Opera, music, theater, and art in Los Angeles and beyond


August 26, 2006


This month, Sony Pictures Classics began theatrical re-releases of 8 of Pedro Almodóvar’s films. This mini-festival, under the moniker Viva Pedro, is a marketing build up to the release of his latest film Volver in November. However, it is also a great opportunity to see many of these films again on the big screen. Last night was the opening film in the series, Mujeres al borde de un ataque de nervios which I haven’t seen in quite a while.

It’s aged well. The color and action still explode with the manic energy of Almodóvar’s work from this period. Probably more due to my aging than the film's, Carmen Maura is even more hypnotizing than I remember creating one of those performances that it is impossible to look away from. I remember her being good, but frankly not this good. The film is still very funny and hearing people laugh out loud in a movie theater is always a refreshing and too infrequent experience.

Of course nothing’s perfect and the criticisms of Almodóvar’s work are apparent here as elsewhere in his oeuvre. The women aren’t so much characters as fleshed out drag queens. Like many of the 20th century's great directors, the misogyny is sometimes hard to ignore though unlike Hitchcock it is better disguised and certainly mixed with a great deal of love as well.

No doubt there are moments in the film that presage Almodóvar’s melodramatic masterworks that were yet to come. Most notably, and in the film’s most direct homage to Johnny Guitar, the viewer sees Ivan dubbing Sterling Hayden while sharing the frame with Joan Crawford’s silent projected image. Later, we see Pepa, alone on the soundstage, dubbing Crawford in the same scene. But this time Almodóvar focuses only on Maura’s face and her emotional reaction to Ivan’s earlier performance as it plays back in her headphones. Pepa and Ivan are speaking not only other character’s lines, but lines whose original emotional content has been eroded by both time and repetition. Yet, at the same time the lines are re-invested with meaning given that Ivan has abandoned Pepa. Almodóvar in this single scene makes a masterful argument for melodrama and its importance and power as a cinematic genre at a time when this was not a widely held view.
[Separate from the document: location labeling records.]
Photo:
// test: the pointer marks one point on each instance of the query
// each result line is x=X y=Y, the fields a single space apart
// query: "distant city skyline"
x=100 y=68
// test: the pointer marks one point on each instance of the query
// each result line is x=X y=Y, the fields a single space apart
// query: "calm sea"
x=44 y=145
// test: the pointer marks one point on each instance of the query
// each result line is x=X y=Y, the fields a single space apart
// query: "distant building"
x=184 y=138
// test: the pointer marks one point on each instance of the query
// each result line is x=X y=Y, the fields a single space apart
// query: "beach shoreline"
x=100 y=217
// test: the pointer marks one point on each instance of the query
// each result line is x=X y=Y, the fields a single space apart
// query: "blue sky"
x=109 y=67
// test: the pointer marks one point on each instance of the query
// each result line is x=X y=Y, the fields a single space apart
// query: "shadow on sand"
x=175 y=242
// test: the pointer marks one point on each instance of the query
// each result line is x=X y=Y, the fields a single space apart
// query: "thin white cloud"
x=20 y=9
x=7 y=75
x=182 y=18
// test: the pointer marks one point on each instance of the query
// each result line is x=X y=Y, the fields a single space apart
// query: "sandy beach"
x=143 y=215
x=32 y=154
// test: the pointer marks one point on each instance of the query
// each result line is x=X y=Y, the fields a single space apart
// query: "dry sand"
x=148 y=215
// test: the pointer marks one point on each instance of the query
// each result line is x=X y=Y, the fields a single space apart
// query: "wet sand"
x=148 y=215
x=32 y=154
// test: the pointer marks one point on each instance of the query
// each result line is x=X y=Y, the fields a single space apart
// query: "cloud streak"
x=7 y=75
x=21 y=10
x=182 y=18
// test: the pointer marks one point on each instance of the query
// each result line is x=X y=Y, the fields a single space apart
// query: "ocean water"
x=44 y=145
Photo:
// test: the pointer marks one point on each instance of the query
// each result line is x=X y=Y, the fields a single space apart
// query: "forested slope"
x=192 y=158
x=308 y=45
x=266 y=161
The rehabilitation of melodrama would continue and expand not only in Almodóvar’s films but elsewhere in such work as Todd Haynes’ Far From Heaven.

Perhaps Mujeres is the cinematic equivalent of Verdi’s Nabucco – an early important work that was eventually followed by a largely uninterrupted string of masterpieces: the underrated Carne trémula, followed by Todo sobre me madre, Hable con ella, La mala educación, and now Volver. If Verdi’s career is in fact the template for Almodóvar’s, and his own Aida, Otello and Falstaff are yet to come, Viva Pedro indeed.